In this rule update, the following signature IDs (SIDs) were added for RDP protection.

SID

Rule information

1:50186

CONTENT-REPLACE Microsoft Windows require RDP client channel list prior to encryption (content-replace.rules)

1:50187

CONTENT-REPLACE Microsoft Windows require RDP client channel list prior to encryption (content-replace.rules)

1:50188

CONTENT-REPLACE Microsoft Windows require RDP client channel list prior to encryption (content-replace.rules)

1:50189

CONTENT-REPLACE Microsoft Windows require RDP client channel list prior to encryption (content-replace.rules)

Resolution


To fix this issue, install the latest Sourcefire Rule Update (SRU) from Cisco. Or, disable the problematic SIDs.
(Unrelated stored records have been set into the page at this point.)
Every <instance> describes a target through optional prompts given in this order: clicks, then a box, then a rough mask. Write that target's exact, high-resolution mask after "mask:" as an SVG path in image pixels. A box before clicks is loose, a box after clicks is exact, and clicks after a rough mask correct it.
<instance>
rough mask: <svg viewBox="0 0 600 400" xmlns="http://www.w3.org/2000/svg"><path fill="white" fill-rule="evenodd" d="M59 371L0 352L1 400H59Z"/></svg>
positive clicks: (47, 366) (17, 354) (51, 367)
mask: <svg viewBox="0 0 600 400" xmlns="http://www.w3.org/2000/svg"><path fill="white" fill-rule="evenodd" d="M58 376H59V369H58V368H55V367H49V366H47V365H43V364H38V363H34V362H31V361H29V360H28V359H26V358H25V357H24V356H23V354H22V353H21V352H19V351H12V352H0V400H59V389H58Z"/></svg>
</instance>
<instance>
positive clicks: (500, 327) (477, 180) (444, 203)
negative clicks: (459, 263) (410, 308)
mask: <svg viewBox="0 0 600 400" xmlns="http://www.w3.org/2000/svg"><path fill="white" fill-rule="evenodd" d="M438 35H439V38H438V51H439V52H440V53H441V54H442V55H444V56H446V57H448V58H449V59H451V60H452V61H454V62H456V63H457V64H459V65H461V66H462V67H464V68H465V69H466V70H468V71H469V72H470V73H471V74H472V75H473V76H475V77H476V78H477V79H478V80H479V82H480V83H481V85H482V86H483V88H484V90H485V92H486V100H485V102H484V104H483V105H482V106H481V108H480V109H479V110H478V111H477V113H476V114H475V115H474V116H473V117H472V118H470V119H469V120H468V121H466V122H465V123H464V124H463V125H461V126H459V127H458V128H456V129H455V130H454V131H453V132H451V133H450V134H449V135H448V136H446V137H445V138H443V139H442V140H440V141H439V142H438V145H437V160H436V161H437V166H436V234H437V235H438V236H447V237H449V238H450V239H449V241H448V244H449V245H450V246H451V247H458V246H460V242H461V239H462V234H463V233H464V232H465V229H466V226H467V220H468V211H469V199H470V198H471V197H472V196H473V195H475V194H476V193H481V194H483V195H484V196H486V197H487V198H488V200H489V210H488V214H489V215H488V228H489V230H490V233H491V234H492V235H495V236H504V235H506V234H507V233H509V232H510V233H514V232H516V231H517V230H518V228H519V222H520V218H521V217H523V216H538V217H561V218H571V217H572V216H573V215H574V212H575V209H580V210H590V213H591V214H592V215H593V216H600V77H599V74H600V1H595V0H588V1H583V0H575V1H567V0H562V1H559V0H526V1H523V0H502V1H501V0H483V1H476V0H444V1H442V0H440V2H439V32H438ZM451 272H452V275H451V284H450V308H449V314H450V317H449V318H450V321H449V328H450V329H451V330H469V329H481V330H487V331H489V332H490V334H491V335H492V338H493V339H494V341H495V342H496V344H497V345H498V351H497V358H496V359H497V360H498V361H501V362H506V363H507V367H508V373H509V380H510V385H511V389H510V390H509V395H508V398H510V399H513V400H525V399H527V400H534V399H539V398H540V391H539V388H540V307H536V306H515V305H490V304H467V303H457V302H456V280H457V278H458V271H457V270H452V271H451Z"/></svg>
For more information, see Firepower drops RDP traffic after SRU Rule Update 2019-05-24-001.

More information


In some environments, you can change the security layer to 0 (zero), and then restart Remote Desktop Services to work around this issue.

If you capture a network trace when the issue occurs, you may find that the client is sending a handshake request, receives no server response, retransmits, and eventually disconnects because of the lack of response.